Contributing Guide#

This document focuses on a high-level overview of best practices in cuDF.

Directory structure and file naming#

cuDF generally presents the same importable modules and subpackages as pandas. All Cython code is contained in python/cudf/cudf/_lib.

Code style#

cuDF employs a number of linters through pre-commit to ensure consistent style across the code base. These linting checks must all pass when submitting a pull request, and the .pre-commit-config.yaml file at the root of the repo contains configurations for all linting tools.

Linter configurations are primarily stored in pyproject.toml, shared among other Python projects, and extended with cudf specific configurations in python/cudf/pyproject.toml

For more information on how to use pre-commit hooks, see the code formatting section of the overall contributing guide.

Deprecating and removing code#

cuDF follows the policy of deprecating code for one release prior to removal. For example, if we decide to remove an API during the 22.08 release cycle, it will be marked as deprecated in the 22.08 release and removed in the 22.10 release. Note that if it is explicitly mentioned in a comment (like # Do not remove until..), do not enforce the deprecation by removing the affected code until the condition in the comment is met.

When implementing a deprecation:

  • Remove and replace all internal usage of the deprecated APIs in cuDF

  • Update the documentation with a Sphinx deprecated directive describing the deprecation. For example:

  • Use warnings.warn with a FutureWarning and a message describing the deprecation. The deprecation message should:

    • Consist of a single line with no newline characters

    • Indicate a replacement API(s), if any

    • NOT specify a future version when the deprecation will occur.

  • Add a unit test that validates that the warning raises

A mock example of a deprecation:

import warnings

def foo(self):
    """
    Return a result from foo

    .. deprecated:: 23.08
        `foo` is deprecated and will be removed in a future version of cudf.
    """
    warnings.warn(
        "`Series.foo` is deprecated and will be removed in a future version of cudf. "
        "Use `Series.new_foo` instead.",
        FutureWarning
    )

When enforcing a deprecation:

  • Remove the API implementation

  • Remove the associated tests in python/cudf/cudf/tests

  • Remove references in documentation in docs/cudf

pandas compatibility#

cuDF API signatures and behaviors should align with the pandas API. While cuDF may support a range of pandas versions, API signatures and behaviors should always align with the latest supported pandas version.

Occasionally, cuDF APIs may deviate from pandas behavior. Common reasons include:

  • Performance: Match pandas behavior would incur exorbitant runtime or memory costs.
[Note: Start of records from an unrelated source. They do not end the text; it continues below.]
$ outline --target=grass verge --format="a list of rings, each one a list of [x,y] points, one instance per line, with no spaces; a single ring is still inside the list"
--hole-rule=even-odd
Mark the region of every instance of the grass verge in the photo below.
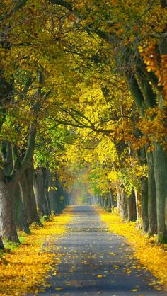
[[[97,207],[101,220],[106,222],[110,232],[120,234],[127,239],[132,246],[134,256],[149,270],[167,290],[167,251],[164,246],[156,245],[156,237],[149,237],[136,229],[135,222],[124,222],[117,212],[108,213]]]
[[[61,261],[50,251],[53,241],[64,234],[71,219],[67,208],[59,216],[45,222],[43,227],[32,227],[31,234],[21,234],[23,244],[19,247],[0,254],[1,296],[37,293],[47,286],[47,273],[50,270],[55,273],[55,265]]]

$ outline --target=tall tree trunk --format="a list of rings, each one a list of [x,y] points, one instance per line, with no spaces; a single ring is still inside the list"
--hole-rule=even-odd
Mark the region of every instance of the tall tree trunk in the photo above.
[[[57,215],[60,212],[60,207],[59,203],[59,198],[57,195],[57,184],[55,180],[53,180],[53,176],[51,172],[47,172],[48,178],[48,188],[50,188],[48,192],[48,198],[50,200],[50,205],[51,211],[53,211],[54,215]]]
[[[19,185],[17,184],[14,194],[14,208],[15,208],[15,222],[16,225],[25,233],[30,233],[30,229],[27,222],[26,213],[21,198],[21,193]]]
[[[28,224],[34,222],[40,224],[33,186],[33,173],[32,167],[28,168],[19,182]]]
[[[167,197],[167,158],[163,147],[156,144],[153,152],[154,177],[156,192],[158,242],[166,241],[165,206]]]
[[[44,168],[39,168],[33,174],[34,192],[39,215],[40,216],[48,216],[49,209],[45,195],[45,173],[44,170]]]
[[[123,189],[121,190],[121,216],[126,220],[127,219],[127,194]]]
[[[141,180],[141,203],[143,232],[147,232],[149,229],[148,180],[146,180],[145,177],[142,178]]]
[[[4,250],[4,246],[2,239],[1,239],[1,238],[0,237],[0,250]]]
[[[148,217],[149,234],[153,235],[157,232],[156,217],[156,191],[154,178],[154,167],[153,153],[146,152],[148,166]]]
[[[121,194],[120,192],[117,191],[117,212],[120,214],[121,213]]]
[[[14,204],[12,182],[6,183],[0,181],[0,227],[1,237],[16,243],[19,243],[14,220]]]
[[[137,207],[136,207],[136,201],[135,201],[135,194],[132,191],[130,196],[127,199],[127,213],[128,218],[127,222],[136,221],[137,219]]]
[[[142,228],[141,193],[137,190],[134,190],[134,193],[137,208],[137,229],[141,229]]]

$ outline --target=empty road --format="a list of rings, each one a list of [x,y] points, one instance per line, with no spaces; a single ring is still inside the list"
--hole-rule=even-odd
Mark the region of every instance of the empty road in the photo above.
[[[132,256],[123,237],[108,232],[93,206],[71,207],[74,220],[53,246],[61,263],[42,295],[159,296],[155,278]],[[143,251],[144,251],[144,250]]]

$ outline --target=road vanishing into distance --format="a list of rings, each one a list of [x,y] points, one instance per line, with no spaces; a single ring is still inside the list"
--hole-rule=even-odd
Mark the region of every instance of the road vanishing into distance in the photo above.
[[[51,286],[38,295],[167,295],[154,288],[155,278],[122,237],[108,232],[93,206],[74,206],[71,213],[67,232],[53,246],[61,259],[57,274],[50,274]]]

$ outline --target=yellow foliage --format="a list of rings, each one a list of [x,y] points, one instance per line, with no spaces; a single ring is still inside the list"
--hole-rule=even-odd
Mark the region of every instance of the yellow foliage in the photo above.
[[[136,229],[135,222],[125,223],[117,213],[106,213],[99,207],[97,210],[101,220],[108,224],[109,231],[125,237],[137,259],[159,279],[158,284],[167,288],[167,253],[162,246],[155,244],[156,237],[144,235]]]
[[[32,234],[25,234],[25,242],[9,254],[0,256],[0,295],[36,293],[46,287],[49,271],[60,262],[55,253],[50,252],[53,242],[66,232],[71,215],[64,214],[45,222],[44,227],[31,228]],[[45,242],[45,247],[42,246]],[[39,288],[40,287],[40,289]]]

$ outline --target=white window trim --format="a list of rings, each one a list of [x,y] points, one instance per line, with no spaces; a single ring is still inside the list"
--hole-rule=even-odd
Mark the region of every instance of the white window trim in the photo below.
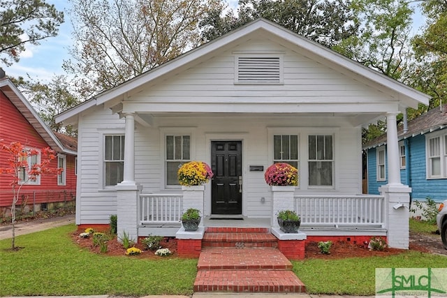
[[[59,158],[62,158],[62,165],[59,165]],[[57,155],[57,167],[62,167],[62,172],[57,175],[57,185],[65,186],[66,185],[66,172],[67,172],[67,156],[65,154]],[[59,177],[62,178],[62,182],[59,181]]]
[[[166,184],[166,135],[189,135],[189,158],[196,160],[196,128],[195,127],[161,127],[160,128],[160,175],[165,190],[181,189],[179,185]]]
[[[37,163],[41,163],[41,150],[38,150],[36,148],[30,148],[30,147],[25,147],[23,149],[23,151],[25,151],[27,152],[29,152],[31,150],[36,150],[36,151],[38,151],[38,154],[37,154]],[[28,179],[28,173],[27,173],[27,170],[29,170],[30,168],[30,164],[29,164],[29,159],[30,159],[31,156],[27,156],[27,161],[28,162],[28,169],[25,170],[25,181],[21,181],[20,182],[20,184],[23,184],[23,185],[41,185],[41,175],[38,175],[36,177],[36,180],[32,180],[32,179]]]
[[[336,179],[337,177],[335,177],[335,161],[337,158],[337,156],[335,156],[335,146],[336,146],[336,134],[335,132],[325,132],[325,131],[314,131],[314,132],[309,132],[308,133],[306,134],[306,154],[309,155],[309,135],[332,135],[332,185],[328,185],[328,186],[316,186],[316,185],[312,185],[312,186],[308,186],[307,188],[309,189],[335,189],[335,184],[336,184]],[[309,165],[309,162],[310,161],[310,160],[309,159],[309,156],[307,156],[306,158],[307,161],[307,165]],[[312,161],[316,161],[312,160]],[[307,165],[307,167],[309,167],[309,165]],[[307,172],[309,172],[309,168],[307,169]],[[307,179],[307,183],[309,183],[309,178]]]
[[[233,52],[235,54],[235,84],[269,84],[269,85],[281,85],[284,84],[284,53],[281,52]],[[240,57],[266,57],[266,58],[279,58],[279,82],[263,81],[258,82],[240,82],[239,77],[239,58]]]
[[[301,190],[331,190],[337,189],[339,177],[335,175],[337,172],[337,158],[338,148],[338,134],[339,128],[309,128],[309,127],[284,127],[274,128],[268,127],[268,161],[267,167],[273,163],[273,135],[298,135],[298,185],[295,189]],[[332,186],[309,186],[309,144],[308,135],[332,135]],[[265,167],[265,170],[267,170]]]
[[[404,155],[402,155],[402,147],[404,149]],[[400,170],[405,170],[406,165],[402,164],[402,158],[406,158],[406,150],[404,142],[399,142],[399,165],[400,166]]]
[[[425,136],[425,165],[426,165],[426,179],[447,179],[447,131],[442,130],[434,133],[427,133]],[[441,172],[439,175],[432,176],[431,174],[430,167],[430,158],[429,156],[430,148],[430,140],[435,137],[439,137],[439,147],[440,147],[440,163],[441,163]]]
[[[105,135],[126,135],[124,129],[101,129],[98,130],[98,191],[115,191],[116,186],[105,186],[105,164],[104,163],[104,140]],[[82,170],[81,170],[82,171]]]
[[[379,163],[379,156],[380,152],[383,151],[383,164]],[[383,166],[383,177],[380,177],[380,166]],[[376,149],[376,179],[378,181],[386,181],[386,150],[385,150],[385,146],[381,146]]]

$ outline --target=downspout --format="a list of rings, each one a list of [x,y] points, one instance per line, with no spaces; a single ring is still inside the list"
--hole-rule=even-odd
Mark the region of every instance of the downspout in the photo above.
[[[405,148],[405,184],[409,187],[411,187],[411,163],[410,162],[410,140],[408,137],[405,137],[405,135],[408,133],[408,115],[406,113],[406,109],[404,110],[404,147]],[[411,206],[411,193],[410,193],[410,206]]]

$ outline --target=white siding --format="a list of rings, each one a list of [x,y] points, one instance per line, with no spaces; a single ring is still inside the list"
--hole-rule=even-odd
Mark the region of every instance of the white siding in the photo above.
[[[277,51],[284,55],[284,84],[235,84],[237,52]],[[284,54],[281,54],[284,53]],[[129,99],[154,103],[367,103],[392,100],[374,89],[286,47],[252,42],[196,65],[168,80],[129,94]]]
Deviations due to performance should be agreed upon by cuDF developers.

  • Data type representations: cuDF does not support the full type system of pandas and vice versa, commonly encountered with the object or nested types.

  • Exception messages: The exception type raised in cuDF should match pandas, but the error messages do not need to exactly align.

  • Warnings: cuDF should generally match warnings raised in APIs that mirror pandas, but some warnings might not be applicable due to intentional differences between both libraries.

Intentional deviations should be documented in the pandas comparison.

If it is not possible to match a pandas API, an entire API or a specific component of an API, at all, it should raise a NotImplementedError.

Catching warnings from dependencies#

If a cuDF API raises a warning from a cuDF dependency and cannot be reasonably addressed in the API, use warnings.catch_warnings to suppress the warning from the users.